In order to ensure that the platelets, the white cells and the neocytes are and remain separated from each other in the tube 41 it is necessary that during centrifuging the g-value which works on the fluids decreases continually and evenly from the entrance to the exit of the tube. For this purpose the tube should be stored in a special way radially inward from the outflow opening. A reel around which the tube is wound in adjacent windings must have a special shape for this purpose.
FIG. 10 shows in perspective how one reel 42, in the drawn position permanently joined to a cap 34, should look in order to comply with the aforegoing requirements with regard to the g-value. The tube 41 is regularly wound around the reel part 69 from the cap 34, lying between the standing edges 55a and 55b.
In FIG. 10 is also shown how in the jacket 71 of a cap 34 the opening 72 is placed which makes it possible to place the cap on a source reservoir 24. In order to obtain a correct winding, the reel is constructed in such a way for example that the thickness 74 of the edge 55a continually increases in the direction of winding from the place 73, where the tube 41 enters the reel, so that this has increased after one winding by the diameter of the tube to thickness 75.
In FIG. 10 reel 42 is drawn with a reel-axis 80, and is connected to a conical cap 34, which when in use falls over the inward face of the source reservoir.
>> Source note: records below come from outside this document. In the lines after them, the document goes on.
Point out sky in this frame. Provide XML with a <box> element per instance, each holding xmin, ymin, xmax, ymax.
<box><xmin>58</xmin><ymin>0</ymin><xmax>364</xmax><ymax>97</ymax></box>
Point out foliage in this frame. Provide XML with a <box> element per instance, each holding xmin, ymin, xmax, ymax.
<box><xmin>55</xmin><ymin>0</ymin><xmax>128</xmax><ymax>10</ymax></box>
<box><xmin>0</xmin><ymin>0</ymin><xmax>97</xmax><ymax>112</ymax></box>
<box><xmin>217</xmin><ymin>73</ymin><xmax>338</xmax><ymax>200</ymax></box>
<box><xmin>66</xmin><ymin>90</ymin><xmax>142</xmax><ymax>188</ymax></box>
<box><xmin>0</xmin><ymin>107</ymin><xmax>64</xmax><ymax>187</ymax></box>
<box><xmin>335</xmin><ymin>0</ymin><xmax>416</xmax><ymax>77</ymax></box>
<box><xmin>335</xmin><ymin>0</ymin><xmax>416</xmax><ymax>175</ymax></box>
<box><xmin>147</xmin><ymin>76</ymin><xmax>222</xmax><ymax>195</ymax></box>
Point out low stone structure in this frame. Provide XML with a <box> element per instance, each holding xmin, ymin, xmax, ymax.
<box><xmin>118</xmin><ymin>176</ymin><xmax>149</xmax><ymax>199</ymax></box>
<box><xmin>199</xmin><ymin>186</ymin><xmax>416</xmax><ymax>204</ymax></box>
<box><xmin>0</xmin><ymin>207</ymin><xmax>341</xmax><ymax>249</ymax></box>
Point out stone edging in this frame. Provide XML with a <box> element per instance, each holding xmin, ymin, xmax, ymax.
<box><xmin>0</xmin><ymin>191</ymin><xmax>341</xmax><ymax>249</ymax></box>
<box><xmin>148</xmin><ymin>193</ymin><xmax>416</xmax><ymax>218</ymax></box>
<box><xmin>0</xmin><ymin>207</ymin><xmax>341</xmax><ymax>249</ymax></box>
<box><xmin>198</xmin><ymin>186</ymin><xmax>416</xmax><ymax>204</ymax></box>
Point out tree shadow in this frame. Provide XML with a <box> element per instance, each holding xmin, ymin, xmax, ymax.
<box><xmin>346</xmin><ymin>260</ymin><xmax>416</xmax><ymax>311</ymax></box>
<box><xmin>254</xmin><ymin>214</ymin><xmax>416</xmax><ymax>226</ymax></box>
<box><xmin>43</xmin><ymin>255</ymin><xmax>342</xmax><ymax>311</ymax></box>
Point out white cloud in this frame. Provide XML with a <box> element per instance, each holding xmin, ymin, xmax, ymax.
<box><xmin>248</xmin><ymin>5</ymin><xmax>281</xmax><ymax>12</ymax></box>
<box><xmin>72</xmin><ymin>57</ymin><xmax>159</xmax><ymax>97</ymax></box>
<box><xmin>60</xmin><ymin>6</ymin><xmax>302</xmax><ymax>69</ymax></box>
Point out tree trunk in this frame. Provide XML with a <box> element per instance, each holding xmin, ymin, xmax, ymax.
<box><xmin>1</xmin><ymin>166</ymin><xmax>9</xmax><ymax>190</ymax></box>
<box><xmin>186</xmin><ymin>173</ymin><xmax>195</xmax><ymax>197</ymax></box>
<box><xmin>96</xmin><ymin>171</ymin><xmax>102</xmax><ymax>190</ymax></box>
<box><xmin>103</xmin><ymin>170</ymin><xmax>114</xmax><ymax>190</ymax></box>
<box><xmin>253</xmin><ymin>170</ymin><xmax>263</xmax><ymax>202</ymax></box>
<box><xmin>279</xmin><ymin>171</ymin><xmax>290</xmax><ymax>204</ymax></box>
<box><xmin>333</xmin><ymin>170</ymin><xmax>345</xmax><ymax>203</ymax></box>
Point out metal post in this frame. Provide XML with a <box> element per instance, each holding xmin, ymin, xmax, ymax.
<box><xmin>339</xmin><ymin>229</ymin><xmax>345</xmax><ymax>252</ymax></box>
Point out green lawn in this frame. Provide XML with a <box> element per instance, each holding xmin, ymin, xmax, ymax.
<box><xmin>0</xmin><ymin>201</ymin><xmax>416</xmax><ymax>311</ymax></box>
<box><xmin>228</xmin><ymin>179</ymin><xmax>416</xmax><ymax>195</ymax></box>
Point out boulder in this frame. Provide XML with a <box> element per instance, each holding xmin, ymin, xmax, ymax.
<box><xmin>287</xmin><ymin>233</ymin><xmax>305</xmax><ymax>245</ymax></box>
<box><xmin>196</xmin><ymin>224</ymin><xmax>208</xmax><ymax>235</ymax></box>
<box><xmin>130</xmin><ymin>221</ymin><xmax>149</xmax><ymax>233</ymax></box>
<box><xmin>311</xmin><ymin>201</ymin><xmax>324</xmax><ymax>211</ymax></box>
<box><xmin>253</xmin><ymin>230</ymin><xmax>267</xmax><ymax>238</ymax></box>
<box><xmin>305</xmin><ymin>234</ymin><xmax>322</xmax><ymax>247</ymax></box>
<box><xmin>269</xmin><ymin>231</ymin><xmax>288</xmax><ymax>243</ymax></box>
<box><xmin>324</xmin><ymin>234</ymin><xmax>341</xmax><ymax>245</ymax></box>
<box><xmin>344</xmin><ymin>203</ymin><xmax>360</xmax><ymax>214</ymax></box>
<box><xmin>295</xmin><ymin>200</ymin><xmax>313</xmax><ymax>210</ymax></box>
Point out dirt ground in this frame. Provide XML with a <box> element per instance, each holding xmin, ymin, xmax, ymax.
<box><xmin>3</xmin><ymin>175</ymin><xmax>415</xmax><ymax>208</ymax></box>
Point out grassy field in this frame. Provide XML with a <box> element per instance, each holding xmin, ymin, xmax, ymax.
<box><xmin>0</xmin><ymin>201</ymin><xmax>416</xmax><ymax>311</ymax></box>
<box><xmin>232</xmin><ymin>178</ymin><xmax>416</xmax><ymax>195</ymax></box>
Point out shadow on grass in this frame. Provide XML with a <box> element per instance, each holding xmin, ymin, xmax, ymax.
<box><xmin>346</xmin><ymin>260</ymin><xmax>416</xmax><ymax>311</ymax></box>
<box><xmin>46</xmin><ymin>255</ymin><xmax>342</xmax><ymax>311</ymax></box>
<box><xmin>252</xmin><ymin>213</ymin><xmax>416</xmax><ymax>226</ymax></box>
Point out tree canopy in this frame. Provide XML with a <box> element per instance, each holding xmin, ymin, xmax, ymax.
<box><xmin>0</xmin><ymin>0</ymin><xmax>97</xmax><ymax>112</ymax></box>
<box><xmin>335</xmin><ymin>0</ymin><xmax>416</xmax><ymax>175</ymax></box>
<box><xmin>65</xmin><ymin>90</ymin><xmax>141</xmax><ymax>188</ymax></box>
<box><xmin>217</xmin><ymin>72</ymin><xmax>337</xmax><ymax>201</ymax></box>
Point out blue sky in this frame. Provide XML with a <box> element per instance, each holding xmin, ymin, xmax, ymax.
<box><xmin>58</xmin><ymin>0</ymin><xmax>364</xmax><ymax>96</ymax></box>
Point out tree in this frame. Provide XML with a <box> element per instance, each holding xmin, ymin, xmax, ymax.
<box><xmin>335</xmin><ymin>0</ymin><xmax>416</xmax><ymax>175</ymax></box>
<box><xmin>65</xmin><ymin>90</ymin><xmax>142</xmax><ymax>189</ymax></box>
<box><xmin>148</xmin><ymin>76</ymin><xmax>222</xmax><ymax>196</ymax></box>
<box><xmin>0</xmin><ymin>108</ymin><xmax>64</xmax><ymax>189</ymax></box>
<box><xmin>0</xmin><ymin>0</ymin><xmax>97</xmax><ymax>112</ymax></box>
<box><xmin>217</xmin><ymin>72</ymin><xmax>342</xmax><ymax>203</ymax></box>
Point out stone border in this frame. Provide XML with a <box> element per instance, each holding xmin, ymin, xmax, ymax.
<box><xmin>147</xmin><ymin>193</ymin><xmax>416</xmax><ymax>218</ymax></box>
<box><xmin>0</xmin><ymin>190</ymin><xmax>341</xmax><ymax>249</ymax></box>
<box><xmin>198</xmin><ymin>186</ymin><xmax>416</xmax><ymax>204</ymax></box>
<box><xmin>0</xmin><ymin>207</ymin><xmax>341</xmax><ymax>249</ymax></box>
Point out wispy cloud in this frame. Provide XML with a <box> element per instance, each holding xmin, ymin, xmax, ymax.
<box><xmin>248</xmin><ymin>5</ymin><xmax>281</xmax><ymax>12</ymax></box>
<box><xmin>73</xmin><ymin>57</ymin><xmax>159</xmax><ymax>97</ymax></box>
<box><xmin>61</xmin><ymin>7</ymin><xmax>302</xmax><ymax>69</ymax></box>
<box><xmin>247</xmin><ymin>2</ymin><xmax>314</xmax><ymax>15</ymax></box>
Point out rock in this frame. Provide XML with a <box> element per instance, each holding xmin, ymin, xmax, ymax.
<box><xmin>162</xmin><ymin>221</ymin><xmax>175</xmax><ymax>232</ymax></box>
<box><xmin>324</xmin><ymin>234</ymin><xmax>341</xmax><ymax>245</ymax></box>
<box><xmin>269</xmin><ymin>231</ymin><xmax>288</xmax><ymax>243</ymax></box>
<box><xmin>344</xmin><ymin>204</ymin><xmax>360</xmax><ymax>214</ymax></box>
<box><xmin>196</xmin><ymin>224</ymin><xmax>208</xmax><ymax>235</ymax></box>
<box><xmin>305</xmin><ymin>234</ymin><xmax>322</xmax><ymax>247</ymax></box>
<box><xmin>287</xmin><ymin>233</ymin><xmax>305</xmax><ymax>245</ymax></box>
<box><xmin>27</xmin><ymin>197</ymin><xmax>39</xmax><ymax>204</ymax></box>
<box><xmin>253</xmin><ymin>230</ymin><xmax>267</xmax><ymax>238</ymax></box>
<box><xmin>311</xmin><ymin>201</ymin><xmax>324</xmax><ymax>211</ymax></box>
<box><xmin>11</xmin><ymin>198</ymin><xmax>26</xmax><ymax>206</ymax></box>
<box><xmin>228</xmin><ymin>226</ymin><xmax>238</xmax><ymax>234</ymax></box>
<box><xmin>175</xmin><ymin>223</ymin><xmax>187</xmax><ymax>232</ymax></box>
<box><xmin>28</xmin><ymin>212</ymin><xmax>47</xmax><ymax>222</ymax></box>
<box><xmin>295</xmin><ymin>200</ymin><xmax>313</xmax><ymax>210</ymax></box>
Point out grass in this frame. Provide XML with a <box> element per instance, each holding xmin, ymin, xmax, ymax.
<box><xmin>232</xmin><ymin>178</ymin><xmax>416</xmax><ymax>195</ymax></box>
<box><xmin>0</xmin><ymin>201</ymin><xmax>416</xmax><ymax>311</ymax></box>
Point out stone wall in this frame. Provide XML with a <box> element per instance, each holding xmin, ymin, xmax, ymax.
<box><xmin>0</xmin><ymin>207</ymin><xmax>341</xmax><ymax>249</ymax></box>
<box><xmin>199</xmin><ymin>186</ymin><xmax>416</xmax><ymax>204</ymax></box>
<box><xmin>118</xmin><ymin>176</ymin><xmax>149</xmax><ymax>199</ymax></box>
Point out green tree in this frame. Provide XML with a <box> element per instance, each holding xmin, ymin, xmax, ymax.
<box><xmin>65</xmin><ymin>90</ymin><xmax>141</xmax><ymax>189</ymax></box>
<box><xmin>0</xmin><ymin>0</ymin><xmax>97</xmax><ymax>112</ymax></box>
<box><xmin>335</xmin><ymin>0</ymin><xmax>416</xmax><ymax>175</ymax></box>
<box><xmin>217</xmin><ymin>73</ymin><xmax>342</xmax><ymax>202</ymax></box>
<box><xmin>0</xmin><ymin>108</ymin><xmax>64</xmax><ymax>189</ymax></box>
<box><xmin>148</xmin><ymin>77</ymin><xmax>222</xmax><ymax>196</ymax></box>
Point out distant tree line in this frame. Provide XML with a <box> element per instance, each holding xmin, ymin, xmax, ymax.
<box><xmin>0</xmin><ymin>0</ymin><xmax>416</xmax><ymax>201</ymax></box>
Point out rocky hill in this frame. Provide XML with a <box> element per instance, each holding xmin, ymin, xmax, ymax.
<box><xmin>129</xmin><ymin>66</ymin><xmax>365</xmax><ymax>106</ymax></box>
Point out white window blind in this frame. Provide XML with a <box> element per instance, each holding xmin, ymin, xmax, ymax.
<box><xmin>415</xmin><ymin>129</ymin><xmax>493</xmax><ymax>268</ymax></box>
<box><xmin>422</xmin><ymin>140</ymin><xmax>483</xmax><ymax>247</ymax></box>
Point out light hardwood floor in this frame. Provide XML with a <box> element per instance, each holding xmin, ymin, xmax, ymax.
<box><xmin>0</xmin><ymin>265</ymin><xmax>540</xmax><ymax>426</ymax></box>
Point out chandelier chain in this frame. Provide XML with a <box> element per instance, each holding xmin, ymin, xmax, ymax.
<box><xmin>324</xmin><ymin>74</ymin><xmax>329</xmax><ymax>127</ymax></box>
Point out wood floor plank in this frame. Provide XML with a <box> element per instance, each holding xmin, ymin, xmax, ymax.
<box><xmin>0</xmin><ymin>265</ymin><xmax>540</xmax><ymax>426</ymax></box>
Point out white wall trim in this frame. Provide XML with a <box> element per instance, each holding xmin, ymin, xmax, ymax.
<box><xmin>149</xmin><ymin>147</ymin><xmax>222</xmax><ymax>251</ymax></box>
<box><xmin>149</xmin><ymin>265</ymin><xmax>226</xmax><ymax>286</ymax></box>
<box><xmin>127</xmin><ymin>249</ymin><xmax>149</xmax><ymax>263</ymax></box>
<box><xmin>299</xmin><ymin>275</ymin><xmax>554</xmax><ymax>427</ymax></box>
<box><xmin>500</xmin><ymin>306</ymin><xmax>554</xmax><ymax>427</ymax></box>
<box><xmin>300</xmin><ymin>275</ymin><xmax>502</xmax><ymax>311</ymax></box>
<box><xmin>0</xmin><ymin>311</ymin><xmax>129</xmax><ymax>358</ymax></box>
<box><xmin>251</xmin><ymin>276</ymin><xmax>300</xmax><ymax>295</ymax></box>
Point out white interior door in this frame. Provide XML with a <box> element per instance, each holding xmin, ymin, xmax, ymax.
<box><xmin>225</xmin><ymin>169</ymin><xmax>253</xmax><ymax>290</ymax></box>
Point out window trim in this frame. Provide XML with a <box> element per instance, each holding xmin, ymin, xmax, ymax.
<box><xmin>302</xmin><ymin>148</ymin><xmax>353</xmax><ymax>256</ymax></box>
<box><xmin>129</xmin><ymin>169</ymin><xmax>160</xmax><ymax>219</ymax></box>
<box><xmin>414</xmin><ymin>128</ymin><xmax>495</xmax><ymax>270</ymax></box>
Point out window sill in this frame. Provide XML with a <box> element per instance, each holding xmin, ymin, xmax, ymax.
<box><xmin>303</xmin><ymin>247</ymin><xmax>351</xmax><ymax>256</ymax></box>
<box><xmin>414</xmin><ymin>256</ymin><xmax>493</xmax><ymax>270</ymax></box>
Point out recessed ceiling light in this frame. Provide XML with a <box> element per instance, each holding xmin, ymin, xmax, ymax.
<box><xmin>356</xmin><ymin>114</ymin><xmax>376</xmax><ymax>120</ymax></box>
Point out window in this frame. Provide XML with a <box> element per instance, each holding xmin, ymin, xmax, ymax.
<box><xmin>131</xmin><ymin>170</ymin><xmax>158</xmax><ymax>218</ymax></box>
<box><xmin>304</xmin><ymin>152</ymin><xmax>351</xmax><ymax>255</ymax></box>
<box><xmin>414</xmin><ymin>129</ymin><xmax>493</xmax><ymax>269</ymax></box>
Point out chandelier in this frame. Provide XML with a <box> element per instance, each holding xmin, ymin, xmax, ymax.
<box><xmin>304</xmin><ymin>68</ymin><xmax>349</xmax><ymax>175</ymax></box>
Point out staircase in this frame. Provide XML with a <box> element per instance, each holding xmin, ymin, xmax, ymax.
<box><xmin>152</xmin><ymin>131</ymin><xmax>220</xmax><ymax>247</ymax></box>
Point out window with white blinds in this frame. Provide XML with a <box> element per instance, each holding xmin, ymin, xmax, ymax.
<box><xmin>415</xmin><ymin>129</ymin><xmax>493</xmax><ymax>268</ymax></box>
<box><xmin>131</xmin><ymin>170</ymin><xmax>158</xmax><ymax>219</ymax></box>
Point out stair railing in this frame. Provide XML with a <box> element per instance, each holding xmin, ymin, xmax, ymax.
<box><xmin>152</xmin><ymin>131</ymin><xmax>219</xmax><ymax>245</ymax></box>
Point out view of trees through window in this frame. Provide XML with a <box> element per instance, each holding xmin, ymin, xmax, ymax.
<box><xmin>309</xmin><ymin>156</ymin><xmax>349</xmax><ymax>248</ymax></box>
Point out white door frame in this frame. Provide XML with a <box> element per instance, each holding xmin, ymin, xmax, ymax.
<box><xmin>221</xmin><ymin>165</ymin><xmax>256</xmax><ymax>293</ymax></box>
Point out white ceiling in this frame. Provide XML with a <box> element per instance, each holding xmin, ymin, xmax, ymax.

The--not drawn--flexible tube which is connected to the outflow opening of the source reservoir is wound in adjacent windings around the reel surface 69, which is limited by the standing edges 55a and 55b. The tube enters the reel via the opening 73. The thickness 74 of the edge 55a increases continually from the opening 73 in the direction of winding 81 to a thickness 75 whereby the difference between the thickness 74 and 75 corresponds with the diameter of the tube used. If, when winding on the tube, it is laid against the edge 55a and following windings are always laid against the previous windings, a spiral shaped winding of the tube on the reel surface 69 is achieved in a simple manner, whereby the g-value in the tube continually decreases. The shape of the reel surface 69, which has a circular cross section perpendicular to the reel axis 80, is determined by the condition, that the distance of the tube to the centrifugal axis, which when in use stands perpendicular to the reel axis 80, continually decreases from the beginning up to the end of the tube.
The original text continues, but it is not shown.